I don't know that that's true. I don't know that that's true. So my invitation to you is to allow your weight loss to be easier than you think that it has to be. Release the struggle, let go of it. Sometimes I think about it like we're clenching our hands. We're clinging so tightly to the struggle. Just open your fingers, just open it up. Just let it go. This doesn't have to be so hard.

And the final thing I'm just going to say, because this is getting long, is as you can tell, I could talk about this a long time, final thing I'm just going to say is that if it's really feeling like a struggle, it's because you're in a rush and you're feeling impatient, because you think that life is going to be better once you're finally at goal.

All that will happen is your body will be 15 pounds or 10 pounds smaller, all that's going to happen. Okay? So this is the last time and you're actually solving for the problem this time. I want to encourage you to slow yourself down and let it take as long as it needs to take so that you can solve the problem and not just be putting a quick bandaid over it. We're just solving that problem.

All right, my friend. Thank you, Brittany, so much for sending in this question. Super, super helpful, I'm sure, for so many people. You are totally going to lose those last 15 pounds. I know it. Make sure you let me know when it happens.

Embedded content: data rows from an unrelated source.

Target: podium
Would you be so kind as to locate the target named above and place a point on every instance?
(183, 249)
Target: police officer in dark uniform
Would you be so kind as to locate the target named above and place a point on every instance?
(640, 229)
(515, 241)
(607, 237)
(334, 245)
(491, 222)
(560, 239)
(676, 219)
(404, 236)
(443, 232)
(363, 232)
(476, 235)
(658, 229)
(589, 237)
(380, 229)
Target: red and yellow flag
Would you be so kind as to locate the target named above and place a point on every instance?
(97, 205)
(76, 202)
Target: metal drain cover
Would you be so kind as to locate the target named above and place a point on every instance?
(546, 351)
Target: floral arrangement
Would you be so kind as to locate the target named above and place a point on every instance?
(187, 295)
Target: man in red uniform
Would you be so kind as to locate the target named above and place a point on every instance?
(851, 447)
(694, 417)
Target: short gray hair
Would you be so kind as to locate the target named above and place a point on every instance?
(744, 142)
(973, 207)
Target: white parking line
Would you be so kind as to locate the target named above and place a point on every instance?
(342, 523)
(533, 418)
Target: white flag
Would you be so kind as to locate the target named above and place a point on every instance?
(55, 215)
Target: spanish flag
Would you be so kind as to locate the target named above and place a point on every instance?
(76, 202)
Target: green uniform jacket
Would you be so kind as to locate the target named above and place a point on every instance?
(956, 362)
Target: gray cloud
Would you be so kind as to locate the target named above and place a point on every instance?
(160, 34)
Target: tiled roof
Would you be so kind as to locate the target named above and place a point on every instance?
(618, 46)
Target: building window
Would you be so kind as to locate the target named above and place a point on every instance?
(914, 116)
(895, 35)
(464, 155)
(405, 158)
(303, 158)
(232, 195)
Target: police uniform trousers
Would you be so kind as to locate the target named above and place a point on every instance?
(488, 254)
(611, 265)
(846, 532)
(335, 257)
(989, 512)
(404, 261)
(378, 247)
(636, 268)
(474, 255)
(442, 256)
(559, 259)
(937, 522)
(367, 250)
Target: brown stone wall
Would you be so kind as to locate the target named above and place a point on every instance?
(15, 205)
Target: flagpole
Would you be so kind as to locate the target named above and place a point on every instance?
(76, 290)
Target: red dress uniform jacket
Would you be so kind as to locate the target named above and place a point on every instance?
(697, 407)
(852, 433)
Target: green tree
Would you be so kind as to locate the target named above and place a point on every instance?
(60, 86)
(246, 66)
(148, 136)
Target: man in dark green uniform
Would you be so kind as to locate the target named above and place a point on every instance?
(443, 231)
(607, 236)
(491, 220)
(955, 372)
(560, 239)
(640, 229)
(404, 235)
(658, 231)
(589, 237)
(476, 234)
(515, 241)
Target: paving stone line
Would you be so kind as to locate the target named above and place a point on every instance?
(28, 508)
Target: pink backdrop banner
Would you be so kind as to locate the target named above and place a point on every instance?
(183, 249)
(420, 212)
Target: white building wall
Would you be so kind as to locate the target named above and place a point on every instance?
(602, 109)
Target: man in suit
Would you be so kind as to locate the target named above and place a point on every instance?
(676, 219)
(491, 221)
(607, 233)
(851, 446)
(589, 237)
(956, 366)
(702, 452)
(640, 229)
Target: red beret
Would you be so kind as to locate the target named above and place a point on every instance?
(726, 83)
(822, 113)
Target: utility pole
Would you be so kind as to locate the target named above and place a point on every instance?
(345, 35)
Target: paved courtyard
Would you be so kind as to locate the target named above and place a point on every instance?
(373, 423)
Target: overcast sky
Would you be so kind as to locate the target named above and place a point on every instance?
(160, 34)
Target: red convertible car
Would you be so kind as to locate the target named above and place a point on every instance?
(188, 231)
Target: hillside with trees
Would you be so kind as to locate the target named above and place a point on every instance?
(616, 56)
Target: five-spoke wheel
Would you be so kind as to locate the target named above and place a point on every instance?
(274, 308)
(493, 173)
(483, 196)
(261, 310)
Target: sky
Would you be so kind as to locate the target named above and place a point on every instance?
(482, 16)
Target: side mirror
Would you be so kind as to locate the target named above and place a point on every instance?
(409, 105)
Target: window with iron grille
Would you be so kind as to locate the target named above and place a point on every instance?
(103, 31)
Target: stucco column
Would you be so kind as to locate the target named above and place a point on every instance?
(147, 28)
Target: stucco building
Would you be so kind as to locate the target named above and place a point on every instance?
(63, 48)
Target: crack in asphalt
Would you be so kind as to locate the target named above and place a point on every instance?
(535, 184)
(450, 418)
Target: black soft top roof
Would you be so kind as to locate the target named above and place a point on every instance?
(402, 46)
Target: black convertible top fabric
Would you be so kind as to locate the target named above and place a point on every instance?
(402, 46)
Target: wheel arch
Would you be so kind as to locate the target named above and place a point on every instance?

And I also just want to remind you that if you are looking for some additional help, a little boost, a little where do I get started of help, then I have the Six Steps to Jumpstart your Weight Loss available to you.

It's for free. All you have to do is go to katrinaubellmd.com/six, S-I-X, and you can download that right away. I recommend that you just start with one thing, just what is the one thing that pops out at you as like, “Oh, I'm totally going to do that.”

Make sure you start applying that, implementing it, incorporating it into your life, and then move on to the next one. What's the next one that speaks to you? And then, move your way through all of those. And it doesn't have to be as hard as you think it's going to be, right?

It makes sense. If you're like, “This is going to be the worst experience of my life,” then you wonder why you're struggling. Right? They we're like, I don't think it's going to be the worst experience, yeah, but you think it's going to be pretty bad, then you wonder why it's pretty bad.

It's just, let the struggle go. Your body is amazing and knows exactly what it needs. Nothing's going wrong. It will tell you when it needs food and when it doesn't, that's okay too. And make sure you're finding pleasure in other parts of your life. Okay?